Nah’msayin

The World Sucks, But Your Friends Don’t

Graphic Alexey Lazarev

Not all evil is created equal, but that’s hard to notice when there’s so much of it.

It’s been hard to notice anything but evil, really, in these first few months of 2016.

It’s everything and it’s everywhere.

ISIS. Roosh V. Donald Trump. Modern slavery. Jian Ghomeshi. Global warming. The refugee crisis. Tar sands. Zika virus. The Canadian dollar. Student debt. HIV/AIDS. Ted Cruz. Super PACs. Bashar Al-Assad. Postmedia layoffs. Kim Jong-un. Football players dying of CTE. Vladimir Putin. White supremacy. Flint, Michigan. Mass incarceration. Economic inequality. Uber. The Saudi arms deal. Bill Cosby. Missing and murdered Aboriginal women. American gun control. Trans erasure. Police brutality. Pro-lifers. Rape culture.

Also, there’s the fact that this list is so incomplete as to be almost meaningless.

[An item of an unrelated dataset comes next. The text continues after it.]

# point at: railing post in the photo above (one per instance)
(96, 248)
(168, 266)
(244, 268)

Right now, the world sucks—and trying to make it better is, surprisingly, actually quite difficult (if it isn’t, you’re doing it wrong).

Because it’s so hard, it’s easy to let the long list of evils get the better of you.

Lately it’s definitely been getting the better of me: it’s only February, I’m already tired, and I’m only just realizing how screwed up everything is. I need energy to go forward, because the world doesn’t care if I’m tired. So where am I supposed to get it?

Answer: from all around—from the people that I care about, and from those that care about me.

I don’t really know anything, but I love my friends, and while that doesn’t make things okay, it makes it feel okay, and that’s something, right?

They help me feel grounded when I look around and see the trackless hell-scapes we’ve yet to traverse.

Maybe take this as a gentle reminder to love your friends, too. Never stop trying to make things better, obviously, but give yourself the chance to hug someone you think is neat when stuff gets tough.

We’re all we’ve got. Find a little joy with your fellow humans—even if it’s out of spite.